Establishes a Model AI Governance Framework addressing generative AI concerns through accountability, data management, trusted development, incident reporting, testing, security, content provenance, safety R&D, and public good. Calls for global collaboration to balance innovation with responsible AI use.
Analysis summaries, actor details, and coverage mappings were LLM-classified and may contain errors.
This is a non-binding Model AI Governance Framework that provides recommendations and best practices using voluntary language throughout. It explicitly states it 'seeks to set forth a systematic and balanced approach' and welcomes feedback, indicating its advisory rather than mandatory nature.
The document has good coverage of approximately 12-14 subdomains, with strong focus on AI system security (2.2), false information/misinformation (3.1, 3.2), malicious actors (4.1, 4.2, 4.3), overreliance (5.1), competitive dynamics (6.4), governance failure (6.5), and AI safety failures (7.1, 7.2, 7.3, 7.4). Coverage is concentrated in security, misuse prevention, misinformation, and AI system safety domains.
This is a cross-sectoral model framework that applies broadly to generative AI development and deployment across all industries. It explicitly mentions healthcare, education, and finance as examples of sectors where AI is used, and addresses public sector AI adoption. The framework is sector-agnostic in its core governance principles but acknowledges sector-specific requirements may apply.
The document comprehensively covers all stages of the AI lifecycle with particular emphasis on Build and Use Model, Verify and Validate, Deploy, and Operate and Monitor stages. It addresses planning through accountability frameworks, data collection and processing extensively, model development best practices, comprehensive evaluation and testing requirements, deployment transparency, and ongoing monitoring through incident reporting.
The document explicitly focuses on generative AI throughout, with extensive discussion of AI models and AI systems. It addresses model development, deployment, and governance but does not use specific terminology like frontier AI, general purpose AI, or compute thresholds. It implicitly covers both open-weight and closed-source models through discussions of different model types.
Government of Singapore
The document is explicitly authored by the Government of Singapore as indicated in the document information and references to Singapore's previous AI governance frameworks and initiatives.

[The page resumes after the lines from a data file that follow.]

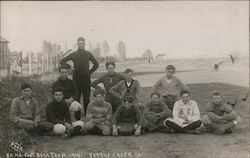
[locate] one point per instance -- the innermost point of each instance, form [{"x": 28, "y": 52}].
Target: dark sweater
[
  {"x": 58, "y": 112},
  {"x": 81, "y": 59},
  {"x": 124, "y": 115},
  {"x": 108, "y": 81},
  {"x": 69, "y": 87}
]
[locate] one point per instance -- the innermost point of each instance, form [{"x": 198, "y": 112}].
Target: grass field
[{"x": 158, "y": 145}]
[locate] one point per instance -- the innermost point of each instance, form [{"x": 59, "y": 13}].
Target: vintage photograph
[{"x": 124, "y": 79}]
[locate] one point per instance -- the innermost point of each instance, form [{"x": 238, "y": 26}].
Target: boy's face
[
  {"x": 99, "y": 98},
  {"x": 110, "y": 69},
  {"x": 81, "y": 44},
  {"x": 185, "y": 98},
  {"x": 127, "y": 104},
  {"x": 69, "y": 100},
  {"x": 58, "y": 96},
  {"x": 155, "y": 99},
  {"x": 26, "y": 92},
  {"x": 216, "y": 99},
  {"x": 169, "y": 73},
  {"x": 129, "y": 76},
  {"x": 64, "y": 73}
]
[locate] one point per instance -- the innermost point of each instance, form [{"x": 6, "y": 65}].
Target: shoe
[
  {"x": 237, "y": 120},
  {"x": 219, "y": 131},
  {"x": 229, "y": 131},
  {"x": 196, "y": 131}
]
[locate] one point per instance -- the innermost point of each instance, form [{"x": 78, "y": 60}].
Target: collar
[{"x": 22, "y": 97}]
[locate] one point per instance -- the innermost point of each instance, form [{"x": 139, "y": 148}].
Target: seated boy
[
  {"x": 220, "y": 118},
  {"x": 169, "y": 86},
  {"x": 58, "y": 113},
  {"x": 155, "y": 113},
  {"x": 98, "y": 115},
  {"x": 128, "y": 87},
  {"x": 25, "y": 112},
  {"x": 186, "y": 115},
  {"x": 127, "y": 119}
]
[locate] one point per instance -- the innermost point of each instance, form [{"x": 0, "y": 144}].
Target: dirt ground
[
  {"x": 154, "y": 145},
  {"x": 159, "y": 145}
]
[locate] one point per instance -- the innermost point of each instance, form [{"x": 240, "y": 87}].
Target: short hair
[
  {"x": 171, "y": 67},
  {"x": 99, "y": 91},
  {"x": 215, "y": 93},
  {"x": 25, "y": 85},
  {"x": 81, "y": 39},
  {"x": 184, "y": 92},
  {"x": 58, "y": 89},
  {"x": 155, "y": 93},
  {"x": 64, "y": 66},
  {"x": 128, "y": 99},
  {"x": 109, "y": 63},
  {"x": 128, "y": 71}
]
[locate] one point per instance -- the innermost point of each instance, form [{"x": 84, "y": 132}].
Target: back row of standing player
[{"x": 124, "y": 97}]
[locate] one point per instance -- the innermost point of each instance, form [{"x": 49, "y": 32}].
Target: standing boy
[
  {"x": 82, "y": 73},
  {"x": 109, "y": 80},
  {"x": 169, "y": 86}
]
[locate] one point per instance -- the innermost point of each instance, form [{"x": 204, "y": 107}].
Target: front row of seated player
[{"x": 128, "y": 119}]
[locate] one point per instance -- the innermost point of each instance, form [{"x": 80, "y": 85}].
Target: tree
[
  {"x": 105, "y": 46},
  {"x": 122, "y": 50},
  {"x": 148, "y": 56}
]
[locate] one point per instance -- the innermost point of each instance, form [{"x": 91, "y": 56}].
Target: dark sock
[{"x": 78, "y": 115}]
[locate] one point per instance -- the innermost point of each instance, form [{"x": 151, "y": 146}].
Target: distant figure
[
  {"x": 127, "y": 120},
  {"x": 109, "y": 80},
  {"x": 128, "y": 87},
  {"x": 25, "y": 112},
  {"x": 81, "y": 74},
  {"x": 217, "y": 65},
  {"x": 169, "y": 86},
  {"x": 186, "y": 115},
  {"x": 220, "y": 117}
]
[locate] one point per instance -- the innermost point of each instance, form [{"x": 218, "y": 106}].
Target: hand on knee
[
  {"x": 106, "y": 131},
  {"x": 205, "y": 120}
]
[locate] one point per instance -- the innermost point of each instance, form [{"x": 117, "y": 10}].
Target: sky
[{"x": 180, "y": 29}]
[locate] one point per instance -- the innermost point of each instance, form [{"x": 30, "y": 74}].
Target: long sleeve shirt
[
  {"x": 58, "y": 112},
  {"x": 169, "y": 88},
  {"x": 121, "y": 89},
  {"x": 80, "y": 59},
  {"x": 21, "y": 110},
  {"x": 69, "y": 87},
  {"x": 124, "y": 115},
  {"x": 108, "y": 81},
  {"x": 96, "y": 111},
  {"x": 189, "y": 111}
]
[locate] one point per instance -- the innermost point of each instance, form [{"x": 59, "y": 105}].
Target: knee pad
[
  {"x": 89, "y": 125},
  {"x": 59, "y": 129},
  {"x": 106, "y": 131},
  {"x": 205, "y": 120},
  {"x": 126, "y": 130}
]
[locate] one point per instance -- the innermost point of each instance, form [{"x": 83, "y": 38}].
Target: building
[
  {"x": 161, "y": 57},
  {"x": 3, "y": 53}
]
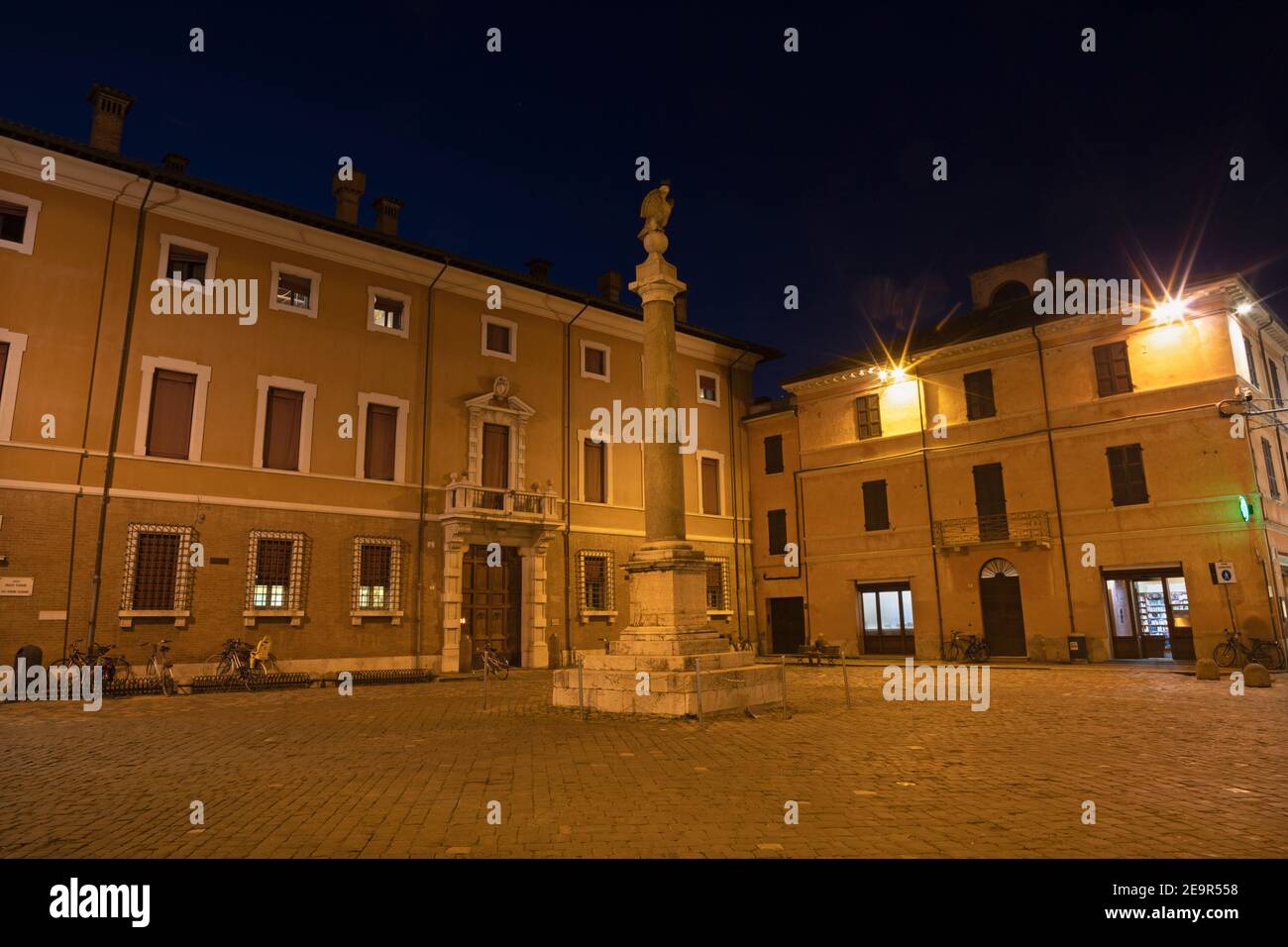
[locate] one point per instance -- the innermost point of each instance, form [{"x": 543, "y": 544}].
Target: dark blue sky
[{"x": 809, "y": 169}]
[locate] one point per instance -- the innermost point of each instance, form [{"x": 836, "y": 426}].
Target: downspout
[
  {"x": 424, "y": 454},
  {"x": 123, "y": 373},
  {"x": 567, "y": 483},
  {"x": 1055, "y": 480},
  {"x": 930, "y": 508}
]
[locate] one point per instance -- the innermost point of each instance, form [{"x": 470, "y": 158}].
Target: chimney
[
  {"x": 108, "y": 120},
  {"x": 347, "y": 196},
  {"x": 610, "y": 285},
  {"x": 539, "y": 268},
  {"x": 386, "y": 215}
]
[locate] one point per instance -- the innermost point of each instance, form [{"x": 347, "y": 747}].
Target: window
[
  {"x": 595, "y": 581},
  {"x": 498, "y": 338},
  {"x": 1127, "y": 474},
  {"x": 709, "y": 472},
  {"x": 1269, "y": 457},
  {"x": 979, "y": 394},
  {"x": 274, "y": 573},
  {"x": 708, "y": 388},
  {"x": 295, "y": 290},
  {"x": 381, "y": 450},
  {"x": 593, "y": 361},
  {"x": 158, "y": 573},
  {"x": 777, "y": 531},
  {"x": 387, "y": 311},
  {"x": 376, "y": 577},
  {"x": 18, "y": 215},
  {"x": 170, "y": 414},
  {"x": 717, "y": 583},
  {"x": 191, "y": 260},
  {"x": 593, "y": 484},
  {"x": 870, "y": 415},
  {"x": 876, "y": 512},
  {"x": 774, "y": 454},
  {"x": 1113, "y": 371},
  {"x": 1252, "y": 363}
]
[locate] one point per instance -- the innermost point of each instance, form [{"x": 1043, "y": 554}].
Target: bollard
[{"x": 697, "y": 678}]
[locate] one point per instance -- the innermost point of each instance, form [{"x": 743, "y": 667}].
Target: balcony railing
[
  {"x": 1029, "y": 527},
  {"x": 490, "y": 501}
]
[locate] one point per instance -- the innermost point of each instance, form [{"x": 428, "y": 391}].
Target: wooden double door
[{"x": 490, "y": 602}]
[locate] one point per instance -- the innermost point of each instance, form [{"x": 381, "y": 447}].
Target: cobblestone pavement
[{"x": 1175, "y": 767}]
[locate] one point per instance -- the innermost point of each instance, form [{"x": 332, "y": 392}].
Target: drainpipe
[
  {"x": 1055, "y": 480},
  {"x": 567, "y": 487},
  {"x": 424, "y": 454},
  {"x": 123, "y": 373}
]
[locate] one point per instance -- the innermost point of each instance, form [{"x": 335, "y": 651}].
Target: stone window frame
[
  {"x": 609, "y": 585},
  {"x": 294, "y": 607},
  {"x": 183, "y": 577}
]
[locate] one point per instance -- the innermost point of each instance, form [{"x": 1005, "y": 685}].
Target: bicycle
[
  {"x": 494, "y": 664},
  {"x": 1233, "y": 651},
  {"x": 966, "y": 648},
  {"x": 160, "y": 665}
]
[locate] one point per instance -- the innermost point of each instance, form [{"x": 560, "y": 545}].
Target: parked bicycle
[
  {"x": 494, "y": 663},
  {"x": 1233, "y": 652},
  {"x": 966, "y": 648},
  {"x": 160, "y": 665}
]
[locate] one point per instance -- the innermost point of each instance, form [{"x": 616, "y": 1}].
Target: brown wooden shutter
[
  {"x": 711, "y": 486},
  {"x": 593, "y": 475},
  {"x": 381, "y": 441},
  {"x": 282, "y": 412},
  {"x": 170, "y": 418}
]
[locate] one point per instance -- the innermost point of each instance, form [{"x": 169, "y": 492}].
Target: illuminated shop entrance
[{"x": 1149, "y": 613}]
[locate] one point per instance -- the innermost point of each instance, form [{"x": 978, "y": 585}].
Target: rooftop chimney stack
[
  {"x": 108, "y": 120},
  {"x": 386, "y": 215},
  {"x": 539, "y": 268},
  {"x": 610, "y": 285},
  {"x": 348, "y": 193}
]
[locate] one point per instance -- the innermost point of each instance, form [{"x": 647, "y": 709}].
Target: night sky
[{"x": 811, "y": 169}]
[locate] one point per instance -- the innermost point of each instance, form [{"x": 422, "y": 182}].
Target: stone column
[{"x": 664, "y": 471}]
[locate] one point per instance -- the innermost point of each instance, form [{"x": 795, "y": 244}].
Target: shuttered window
[
  {"x": 979, "y": 394},
  {"x": 774, "y": 454},
  {"x": 1127, "y": 474},
  {"x": 876, "y": 512},
  {"x": 381, "y": 441},
  {"x": 282, "y": 412},
  {"x": 170, "y": 414},
  {"x": 1113, "y": 371},
  {"x": 777, "y": 531},
  {"x": 870, "y": 416},
  {"x": 711, "y": 486},
  {"x": 593, "y": 479}
]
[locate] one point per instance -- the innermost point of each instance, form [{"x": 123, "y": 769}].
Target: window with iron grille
[
  {"x": 870, "y": 415},
  {"x": 595, "y": 579},
  {"x": 717, "y": 583},
  {"x": 274, "y": 571},
  {"x": 376, "y": 574},
  {"x": 158, "y": 569}
]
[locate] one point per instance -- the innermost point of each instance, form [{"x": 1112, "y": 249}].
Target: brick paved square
[{"x": 1176, "y": 768}]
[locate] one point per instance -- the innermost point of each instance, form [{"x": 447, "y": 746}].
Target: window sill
[
  {"x": 128, "y": 616},
  {"x": 360, "y": 613}
]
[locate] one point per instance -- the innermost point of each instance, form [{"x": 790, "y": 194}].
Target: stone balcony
[{"x": 1022, "y": 530}]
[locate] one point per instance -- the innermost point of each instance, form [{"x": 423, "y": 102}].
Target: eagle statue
[{"x": 656, "y": 210}]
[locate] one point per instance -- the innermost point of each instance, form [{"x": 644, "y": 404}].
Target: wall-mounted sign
[{"x": 16, "y": 586}]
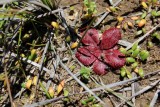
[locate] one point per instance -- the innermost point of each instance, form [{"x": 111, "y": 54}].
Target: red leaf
[
  {"x": 110, "y": 38},
  {"x": 91, "y": 37},
  {"x": 99, "y": 67},
  {"x": 86, "y": 58},
  {"x": 114, "y": 58},
  {"x": 84, "y": 51}
]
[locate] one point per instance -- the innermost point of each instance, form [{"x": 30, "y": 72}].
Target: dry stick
[
  {"x": 96, "y": 89},
  {"x": 154, "y": 98},
  {"x": 105, "y": 14},
  {"x": 124, "y": 82},
  {"x": 133, "y": 87},
  {"x": 8, "y": 86},
  {"x": 86, "y": 31},
  {"x": 144, "y": 36},
  {"x": 82, "y": 84},
  {"x": 141, "y": 91},
  {"x": 53, "y": 12},
  {"x": 33, "y": 63}
]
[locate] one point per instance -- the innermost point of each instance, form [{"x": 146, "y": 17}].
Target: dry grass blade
[
  {"x": 82, "y": 84},
  {"x": 141, "y": 91},
  {"x": 144, "y": 36},
  {"x": 33, "y": 63},
  {"x": 124, "y": 82}
]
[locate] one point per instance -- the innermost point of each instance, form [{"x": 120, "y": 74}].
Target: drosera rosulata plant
[
  {"x": 101, "y": 51},
  {"x": 134, "y": 58}
]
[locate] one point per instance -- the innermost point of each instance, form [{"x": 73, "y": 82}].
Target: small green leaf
[
  {"x": 153, "y": 13},
  {"x": 130, "y": 60},
  {"x": 65, "y": 92},
  {"x": 150, "y": 44},
  {"x": 144, "y": 55},
  {"x": 135, "y": 45},
  {"x": 123, "y": 72},
  {"x": 85, "y": 72},
  {"x": 134, "y": 65},
  {"x": 129, "y": 52},
  {"x": 123, "y": 50},
  {"x": 135, "y": 52},
  {"x": 144, "y": 15},
  {"x": 139, "y": 32}
]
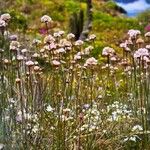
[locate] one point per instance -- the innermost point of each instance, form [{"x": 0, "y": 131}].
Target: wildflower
[
  {"x": 13, "y": 37},
  {"x": 77, "y": 57},
  {"x": 18, "y": 80},
  {"x": 65, "y": 43},
  {"x": 133, "y": 33},
  {"x": 108, "y": 51},
  {"x": 78, "y": 43},
  {"x": 123, "y": 45},
  {"x": 55, "y": 63},
  {"x": 49, "y": 39},
  {"x": 6, "y": 61},
  {"x": 148, "y": 47},
  {"x": 147, "y": 34},
  {"x": 61, "y": 50},
  {"x": 49, "y": 108},
  {"x": 36, "y": 68},
  {"x": 1, "y": 146},
  {"x": 92, "y": 37},
  {"x": 2, "y": 23},
  {"x": 139, "y": 41},
  {"x": 56, "y": 35},
  {"x": 70, "y": 36},
  {"x": 29, "y": 63},
  {"x": 88, "y": 49},
  {"x": 137, "y": 128},
  {"x": 6, "y": 17},
  {"x": 36, "y": 42},
  {"x": 141, "y": 52},
  {"x": 46, "y": 19},
  {"x": 61, "y": 32},
  {"x": 66, "y": 110},
  {"x": 14, "y": 45},
  {"x": 19, "y": 57},
  {"x": 91, "y": 62},
  {"x": 35, "y": 55}
]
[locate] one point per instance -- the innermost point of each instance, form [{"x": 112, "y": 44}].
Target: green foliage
[
  {"x": 76, "y": 23},
  {"x": 144, "y": 17},
  {"x": 72, "y": 6},
  {"x": 19, "y": 21}
]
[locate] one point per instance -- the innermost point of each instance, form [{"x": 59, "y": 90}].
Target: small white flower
[
  {"x": 46, "y": 19},
  {"x": 137, "y": 128},
  {"x": 70, "y": 36},
  {"x": 92, "y": 37},
  {"x": 2, "y": 23},
  {"x": 78, "y": 43},
  {"x": 5, "y": 17},
  {"x": 91, "y": 62},
  {"x": 29, "y": 63},
  {"x": 49, "y": 108},
  {"x": 56, "y": 63}
]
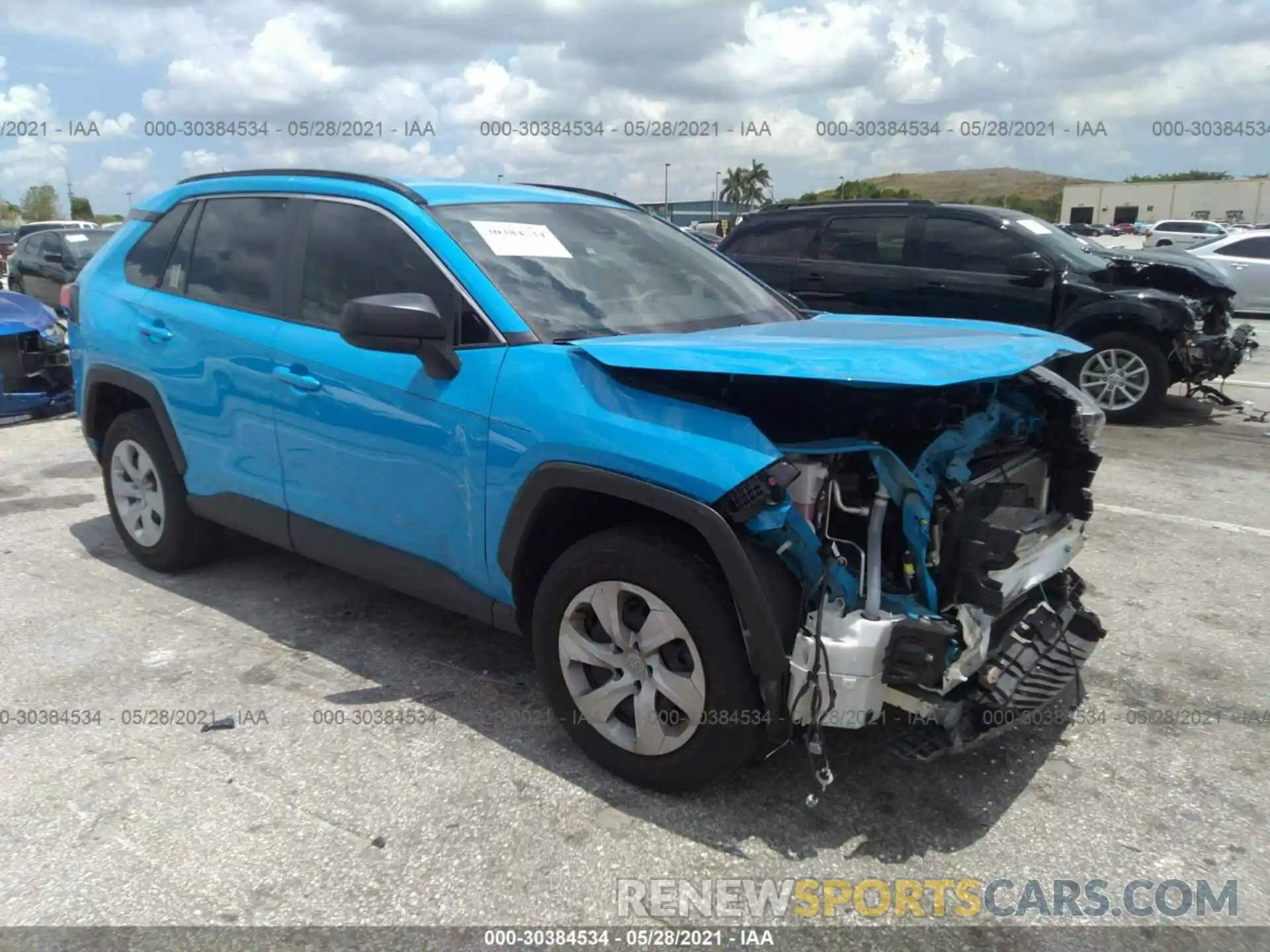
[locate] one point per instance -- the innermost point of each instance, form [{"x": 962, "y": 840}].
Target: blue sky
[{"x": 459, "y": 63}]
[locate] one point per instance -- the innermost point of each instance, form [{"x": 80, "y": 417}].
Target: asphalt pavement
[{"x": 482, "y": 813}]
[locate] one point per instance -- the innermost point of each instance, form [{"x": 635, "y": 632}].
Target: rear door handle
[
  {"x": 155, "y": 332},
  {"x": 298, "y": 380}
]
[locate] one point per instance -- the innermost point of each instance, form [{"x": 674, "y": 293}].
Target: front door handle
[
  {"x": 155, "y": 332},
  {"x": 298, "y": 380}
]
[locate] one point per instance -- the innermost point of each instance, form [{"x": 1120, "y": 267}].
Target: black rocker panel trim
[{"x": 753, "y": 598}]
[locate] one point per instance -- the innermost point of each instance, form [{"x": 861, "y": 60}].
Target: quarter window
[
  {"x": 774, "y": 239},
  {"x": 865, "y": 240},
  {"x": 235, "y": 260},
  {"x": 962, "y": 245}
]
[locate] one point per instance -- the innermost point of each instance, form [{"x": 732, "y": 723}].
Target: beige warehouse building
[{"x": 1227, "y": 200}]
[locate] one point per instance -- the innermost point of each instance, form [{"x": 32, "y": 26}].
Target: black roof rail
[
  {"x": 316, "y": 175},
  {"x": 839, "y": 202},
  {"x": 587, "y": 192}
]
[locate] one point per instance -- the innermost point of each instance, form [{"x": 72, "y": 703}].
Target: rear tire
[
  {"x": 1127, "y": 375},
  {"x": 146, "y": 496},
  {"x": 712, "y": 728}
]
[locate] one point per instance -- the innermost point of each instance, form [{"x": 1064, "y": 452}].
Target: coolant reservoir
[
  {"x": 806, "y": 489},
  {"x": 855, "y": 648}
]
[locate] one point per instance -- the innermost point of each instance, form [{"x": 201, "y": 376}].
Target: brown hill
[{"x": 968, "y": 183}]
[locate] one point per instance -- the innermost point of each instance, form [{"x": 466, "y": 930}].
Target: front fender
[{"x": 1158, "y": 310}]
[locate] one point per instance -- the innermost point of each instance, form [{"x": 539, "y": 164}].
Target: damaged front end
[
  {"x": 34, "y": 364},
  {"x": 933, "y": 545}
]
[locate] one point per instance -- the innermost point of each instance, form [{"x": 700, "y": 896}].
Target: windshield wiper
[{"x": 583, "y": 334}]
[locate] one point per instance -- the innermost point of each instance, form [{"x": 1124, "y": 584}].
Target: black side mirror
[
  {"x": 402, "y": 324},
  {"x": 1029, "y": 266}
]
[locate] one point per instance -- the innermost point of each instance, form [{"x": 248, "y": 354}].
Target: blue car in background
[
  {"x": 722, "y": 521},
  {"x": 34, "y": 364}
]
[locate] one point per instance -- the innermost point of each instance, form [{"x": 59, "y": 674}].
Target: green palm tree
[
  {"x": 734, "y": 188},
  {"x": 760, "y": 182}
]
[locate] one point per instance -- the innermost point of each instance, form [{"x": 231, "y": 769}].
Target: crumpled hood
[
  {"x": 1174, "y": 270},
  {"x": 905, "y": 352},
  {"x": 21, "y": 314}
]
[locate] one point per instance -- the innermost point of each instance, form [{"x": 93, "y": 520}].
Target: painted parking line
[{"x": 1184, "y": 520}]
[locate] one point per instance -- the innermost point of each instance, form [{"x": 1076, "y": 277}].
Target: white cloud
[
  {"x": 198, "y": 160},
  {"x": 112, "y": 128},
  {"x": 30, "y": 103},
  {"x": 32, "y": 161},
  {"x": 281, "y": 66},
  {"x": 138, "y": 161},
  {"x": 459, "y": 63}
]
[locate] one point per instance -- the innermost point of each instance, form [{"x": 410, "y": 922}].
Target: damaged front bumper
[
  {"x": 939, "y": 586},
  {"x": 34, "y": 376},
  {"x": 1205, "y": 357}
]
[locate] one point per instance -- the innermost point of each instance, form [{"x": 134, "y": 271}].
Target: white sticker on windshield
[
  {"x": 1035, "y": 227},
  {"x": 509, "y": 239}
]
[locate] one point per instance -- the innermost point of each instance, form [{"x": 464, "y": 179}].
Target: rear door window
[
  {"x": 145, "y": 262},
  {"x": 874, "y": 239},
  {"x": 238, "y": 253},
  {"x": 1256, "y": 248}
]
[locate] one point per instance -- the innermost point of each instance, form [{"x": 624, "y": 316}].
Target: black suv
[
  {"x": 1154, "y": 319},
  {"x": 48, "y": 259}
]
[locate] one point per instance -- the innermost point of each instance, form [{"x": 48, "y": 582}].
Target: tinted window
[
  {"x": 237, "y": 249},
  {"x": 144, "y": 263},
  {"x": 775, "y": 238},
  {"x": 356, "y": 252},
  {"x": 1248, "y": 248},
  {"x": 178, "y": 262},
  {"x": 865, "y": 240},
  {"x": 574, "y": 270},
  {"x": 960, "y": 245}
]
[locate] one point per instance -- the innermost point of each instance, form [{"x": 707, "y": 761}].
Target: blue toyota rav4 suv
[{"x": 723, "y": 521}]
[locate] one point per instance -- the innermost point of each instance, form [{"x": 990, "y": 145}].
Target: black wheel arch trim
[
  {"x": 98, "y": 375},
  {"x": 1134, "y": 317},
  {"x": 753, "y": 596}
]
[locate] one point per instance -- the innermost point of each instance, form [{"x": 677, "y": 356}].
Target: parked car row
[
  {"x": 1150, "y": 323},
  {"x": 588, "y": 427}
]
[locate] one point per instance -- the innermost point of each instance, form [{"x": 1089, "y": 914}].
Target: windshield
[
  {"x": 574, "y": 270},
  {"x": 1075, "y": 253},
  {"x": 87, "y": 243}
]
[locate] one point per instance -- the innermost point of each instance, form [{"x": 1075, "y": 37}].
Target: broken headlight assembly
[{"x": 1090, "y": 416}]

The document does not specify enforcement bodies or mechanisms as it is a voluntary model framework rather than binding regulation. References to enforcement are in the context of examples from other jurisdictions or future considerations.
Information Sharing and Analysis Centres; relevant authorities; third-party testing entities; audit and professional services firms
The document discusses monitoring through incident reporting to Information Sharing and Analysis Centres, third-party testing and assurance mechanisms, and references to government oversight for high-risk models.
model developers; application deployers; cloud service providers
The framework explicitly identifies and addresses multiple actors in the AI development chain including model developers, application deployers, and cloud service providers throughout the document.